Man and beastApril 26, 2011
Her friends called her Winnipeg, named for the hometown of her owner, captain Harry Colebourn, a Canadian Army veterinarian in the First World War. Winnipeg crossed the Atlantic with Colebourn, but before the captain headed off to the front, he found a home for the black bear cub at the London Zoo. No one suspected that she would come to delight millions of children over the next few decades under the now-famous nickname of ‘Winnie’. Yes, she is the bear that inspired the wildly popular Winnie-the-Pooh character by A. A. Milne! It just goes to show what kind of surprises regimental mascots have in store…
Loyal dog and royal goat
Although no mascot has risen to the same heights of celebrity as Winnipeg the bear, many others have indelibly marked the history of their regiment. This is undoubtedly the case with Gander, a Newfoundland dog forever associated with the Royal Rifles of Canada. Promoted to the rank of ‘sergeant’ by the men, he set out with his fellow soldiers for Hong Kong. One night in December of 1941, while Canadians were desperately battling Japanese forces, Gander revealed the depth of his courage: having spotted a grenade that had landed near some wounded Canadian soldiers, he grabbed it and ran towards the enemy. Several soldiers were saved, but the grenade went off…
In 2000, Ottawa veterans decided to honour Gander and have him decorated posthumously with the Dickin Medal. Considered ‘the animal’s Victoria Cross’, this British decoration is awarded for ‘conspicuous gallantry or devotion to duty’ in action. Gander is the first Canadian dog to receive this medal.
There are other mascots that have risen to fame, such as Batisse the goat, who to this day guards the Quebec Citadel. As the mascot of the Royal 22nd Regiment, he is an active participant in official ceremonies and can be seen proudly parading in full regalia. The Batisse line of mascots dates back to 1955, when Queen Elizabeth II offered the regiment its first goat from the royal herd. The 10th and current successor was officially presented to the regiment by Governor General Michaëlle Jean on September 23rd, 2006. Although Batisse has never had to prove his fierceness in battle, he is nonetheless the pride of his regiment.
Several other mascots have honoured the ranks of the Canadian Army, and their stories are all quite fascinating. But what drove soldiers to take on the charge of caring for these four-legged recruits?
Military animal therapy
Imagine that you are young, healthy, in love…and war suddenly breaks out.
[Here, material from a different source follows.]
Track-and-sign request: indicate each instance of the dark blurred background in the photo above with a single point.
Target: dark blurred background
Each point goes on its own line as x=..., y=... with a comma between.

You are drastically uprooted and depart for the front, leaving behind friends, family and fiancée. Your stiff upper lip and pride-swelled chest do little to hide feelings of inner turmoil and uncertainty. Then a small kitten, taken aboard your ship to chase rats, soon becomes a travel companion who is eager to lend a sympathetic ear in exchange for a little affection…the bond is sealed.
Some animals carried out specific ‘duties’: cats sometimes guarded provisions and dogs would occasionally act as ambulance attendants to search for wounded soldiers. Most were pets that the soldiers simply adopted for companionship. In the tumult of war, however, these creatures soon became a reassuring presence, a faithful friend, a good luck charm or a welcome distraction. Over time, the pets became full-fledged members of the regiments when soldiers came to designate them as their official regimental mascot.
Among the treasures in the Military History Research Centre is a wealth of surprising photographs: dogs, cats, goats, bears of all shapes and sizes parading proudly among military units and formations. It’s a veritable Noah’s Ark of morale-raising critters!